PTL 2017

レース3日目

関門まで残り13時間で99km:Bourg Saint Pierreまで進む必要がありオフトレイル(道のないところをナビして進む)も多く含まれる区間。これまでの実績を考えるとすでに相当厳しい。たけぷーの判断でも「次の関門へのアタックはギャンブル」だったので、下り平地はしっかり走り巻き返しを狙う。関門に間に合わなければどちらにしろ終わりなので、次の関門がフィニッシュというくらいの気持ちで。下り区間では後ろからたくさんのヘッドライトが走ってきていて、みんな次の関門がぎりぎりなことに気が付いて焦っていると感じた。山を下ると一度街みたいなところに出て長いロード。ポーリンはロードが苦手だががんばって走ってもらった。

街を抜けてからの登り区間でどうにも眠くなってしまい、少しだけ横になっていくことにした。ポーリンには後から追いつくからと言って先に行ってもらった。(後から振り返るとチーム崩壊しているな・・・)20分ほど寝て再出発。途中で道に不安になったというポーリンが真っ暗な中にたたずんでいて休むこともできず無駄な時間を過ごしてしまったと言っていた。停滞している間に最後尾になってしまったが、山を登り切ったところからの下りを走って集団に戻ることができた。この区間後半のオフトレイルは軽いブッシュと牧草地。とあるウェイポイント間をポーリンは巻道、私は直進を選択して別行動(これはいけない)。思ったより時間がかからず関門の50分前にBourg Saint Pierreに到着。

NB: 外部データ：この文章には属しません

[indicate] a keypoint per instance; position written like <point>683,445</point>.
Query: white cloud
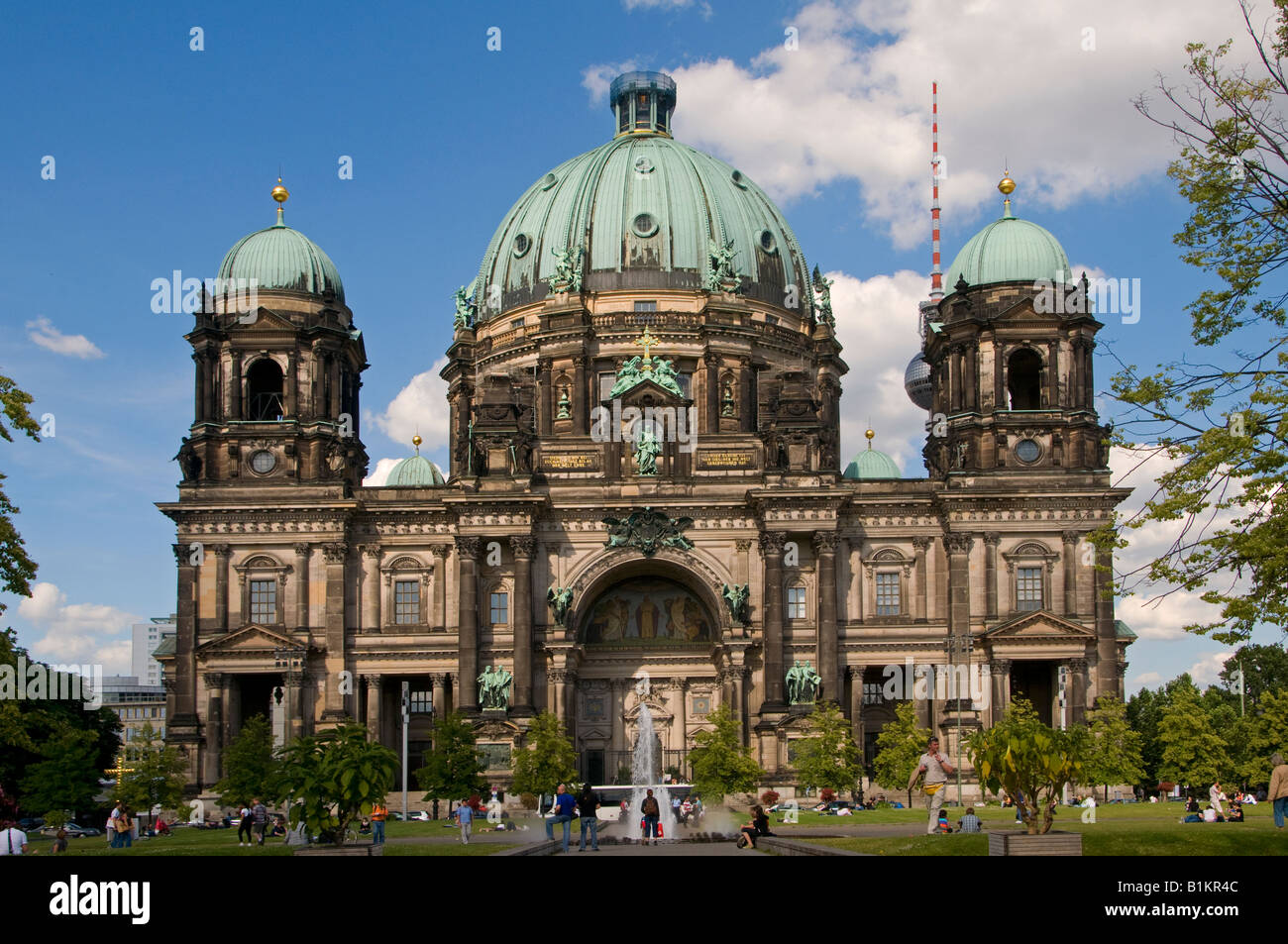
<point>419,408</point>
<point>1016,86</point>
<point>77,633</point>
<point>876,322</point>
<point>43,333</point>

到着したとき「なでしこJAPON」が出発の準備をしていた。ここで睡眠を取ったようだったが意外と近くにいるんだなと思った。関門は出発関門なので50分でドロップバックから補給装備を取り出し出発しなければいけない。装備の入れ替えとカップラーメンを食べてたけぷーのドロップバッグをあさってコーラとレッドブルをGETしすぐに出発。実際は出発の体裁を取っただけで道路沿いにカフェ(兼ガソリンスタンド)を見つけてそこで再度荷物を広げて整理して水を補給してから再出発する。ただしぎりぎりで抜けているので次の区間も睡眠はとれそうにない。

林道の登りでポーリンが眠くなり15分睡眠。少し進んでまた眠いというのでもう一度停滞。2度目の停滞のときは上に建物が見えていたので「ジュース買えるかもしれないから先に登って小屋で休む」と言って先に進む。その小屋はけっきょく個人宅(別荘?)でそこで休める場所ではなかったので道に寝転がって休む。前日にたけぷーを切り離してから実はあまりポーリンと会話ができる距離で行動してなく(分岐などで合流という感じ)次のチェックポイントで待ち合わせればいいんじゃないのとか思っていた。

3日目の夕方で周辺にいた最後尾グループはみんなリタイアしてしまい(あとは前の関門で引っかかって)スイーパーが後ろに着いた。途中標高3000mくらいに山小屋があり前のチームの人が動けなくなってヘリでレスキューされていた。この山小屋に寄っていくことにして食事をした。スープがおいしく大きな鍋がからっぽになるまでおかわりしてしまった(4杯は食べた)。夜になって雷雨の中を歩き115km:Cabane de Velanに最後尾で到着すると前の集団が睡眠中で「なでしこJAPON」が出発するところだった。この前の山小屋で食事をしてから来たので、ここではあまり停止するつもりはなかったが、スタッフが次の区間はナビが難しく睡眠中の数チームが、23時に出発するのでタイミングを合わせて出たらどうかと提案してくれたので軽く食べて20分だけ睡眠してタイミングを合わせて出発する。

Cabane de Velanから登って稜線を超えて山の反対側に降りるコースだが、出だしから岩がごろごろで道がわからない。反対側に降り始めてからが難しいのに稜線に着くまでで前後のチームとは完全に分かれてしまい、けっきょく核心部は自分たちだけで進まなければならなかった。昼間だとかなり印象が違うと思うが夜だとどこを歩けばよいかまったくわからず、コースにはケルン(といっても石3つ4つのミニケルン)があるのでそれを探して進む。しかも2人同時に動くと次のケルンが見つからないときにどこから来たのかわからなくなってしまうため、ポーリンが前でケルンを見つけるまでは私が1つ手前のケルンで待機し、GPSを見てポーリンの方角がずれてきたら「もう少し右だと思う」とか声やライトで伝えて進むという感じでパズルのようだった。